Carl Rogers ve ‘kapasitesini Tam Olarak Kullanan Kimse’ (Fully Functioning Person)

“Hepimiz dünyaya prens ve prensesler olarak geliriz sonra kurbağaya döneriz”
Carl Rogers

Abraham Maslow ile birlikte psikoloji alanında insancıl (hümanist) ekolün kurucularından olan Amerikalı psikolog Carl Rogers, kendini gerçekleştiren insanı, ‘kapasitesini tam olarak kullanan kimse’ şeklinde tanımlamıştır. Rogers da her bireyin dünyaya kendini gerçekleştirme, diğer bir deyişle, kapasitesini tam olarak kullanma eğilimi ile geldiğini; ancak hayatın ilk yıllarından itibaren insanın yakın çevresi ile etkileşiminin onun kendini gerçekleştirme düzeyini etkileyen en önemli etken halini aldığını iddia etmiştir. Rogers’a göre bireyin bu dönemde ihtiyaç duyduğu iki önemli unsur vardır. Bunlar ‘olumlu saygı’ (positive regard) ve ‘benlik saygısı’ (self regard) ihtiyaçlarıdır. Her ikisi de bebeklikten itibaren kazanılan bu ihtiyaçların ilk doyum kaynağı ise onun yakın çevresi, özellikle annesidir. Bu bağlamda çocuk, anneyi hoşnut eden biçimde davrandığı zaman sevilir ve anneyi hoşnut etmeyen herhangi bir davranışı memnuniyetsizlik, sevgi ve şefkatin esirgenmesi şeklinde karşılık görürse zaman içerisinde annesini hoşnut etmek üzere bir ruhsal sistem geliştirmek zorunda kalır. Bu durumun doğal bir sonucu olarak bir süre sonra çocuk, kendisini annesinin gördüğü biçimde görmeye başlar ve davranışları, doğal ihtiyaçlarına göre değil de annesi vasıtasıyla içselleştirdiği değer yargıları tarafından belirlenmeye başlar. Böylelikle kişi, kendi öz benliğinden vazgeçen bir yapıya dönüşür. Bu durumun tam tersi olarak eğer çocuk, annesi tarafından olduğu gibi kabul edilip, koşullu bir sevgi ortamına maruz bırakılmadan onun ihtiyaç duyduğu benlik saygısı koşulsuz olarak karşılanırsa, potansiyeli hayata taşıma ve kendini gerçekleştirme yolunda emin adımlarla ilerler.

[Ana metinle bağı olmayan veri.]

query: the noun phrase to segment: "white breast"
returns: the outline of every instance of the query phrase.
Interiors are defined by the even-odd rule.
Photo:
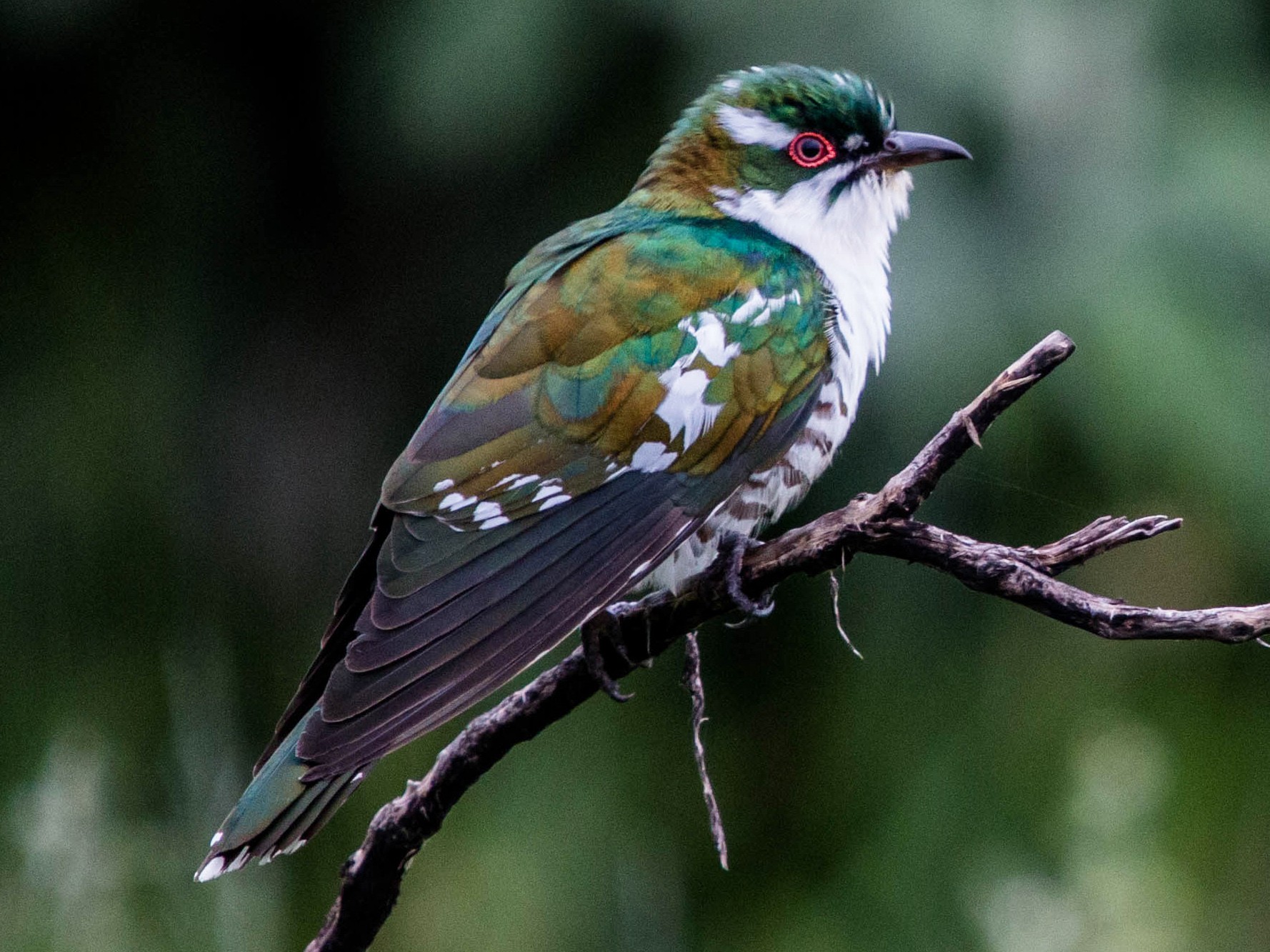
[[[836,305],[826,322],[833,380],[820,388],[806,426],[784,458],[747,479],[696,536],[662,562],[649,576],[654,588],[679,590],[714,561],[721,533],[752,536],[801,500],[851,429],[869,364],[875,371],[881,366],[890,333],[888,249],[908,215],[912,178],[907,171],[865,175],[828,204],[833,187],[851,171],[834,166],[782,194],[720,194],[723,212],[790,242],[824,274]]]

Rogers’a göre kapasitesini tam olarak kullanan kişi, hal ve hareketleri, yaşam biçimi ve hayatı algılayış şekli açısından diğer insanlardan belirgin bir şekilde ayrılmaktadır. Bu bağlamda Rogers, ‘kapasitesini tam olarak kullanan’ insanların başlıca özelliklerini dört başlık altında toplamıştır:

1-Değişik yaşantılara açık olabilme: Gerçekliği, bastırma ve inkâr etme gereksinimi duymadan, bozmadan ve rahatça algılayarak görebilmek anlamına gelen bu özellik; kişinin, şu anki durumunun farkında olarak ileriye dönük bir değişime ve gelişime de açık olması anlamına gelmektedir.

2. Daha varoluşsal bir hayat sürdürebilme: 
Geçmiş ve geleceğe takılı kalamadan, her yeni anın kıymetini bilerek anı yaşayabilme becerisine sahip olma anlamına gelmektedir.

3-Organizmasına (kendine) giderek artan bir güven hissetme: Yeni yaşantılar deneyimlerken ‘doğru olanın bu olduğu’ duygusunu hissederek organismik tepkiler geliştirme anlamına gelmektedir.

4. Daha tam olarak fonksiyonda bulunma: Kendi potansiyelinin ve sınırlarının farkında olarak işlevsel ve özgür bir halde bol ve doğru uyaranlar almak anlamına gelmektedir.

Rogers’a göre kapasitesini tam olarak kullanan kişinin diğer özellikleri şu şekildedir:

- Başkalarının standartlarını karşılamaya çalışmaz, kendi organizmik değer verme süreci ile yönlendirilir ve kendisini bütün yönleriyle kabul eder.

- Onun açısından iyi bir yaşam, varılacak bir yer ya da durum olmaktan öte; yürünen bir yol ve yaşanılan bir süreç özelliği taşır.

- Tutarsızlık yaşamayacağı için onu gerçeklikten uzaklaştıracak savunma mekanizmalarına başvurma gereksinimi de duymaz.

- Koşulsuz bir sevgi ve değer anlayışı geliştirmiştir.

- Başkalarını taklit etme eğilimi göstermediği gibi toplumdaki bir takım kalıp davranışlara yönelmez.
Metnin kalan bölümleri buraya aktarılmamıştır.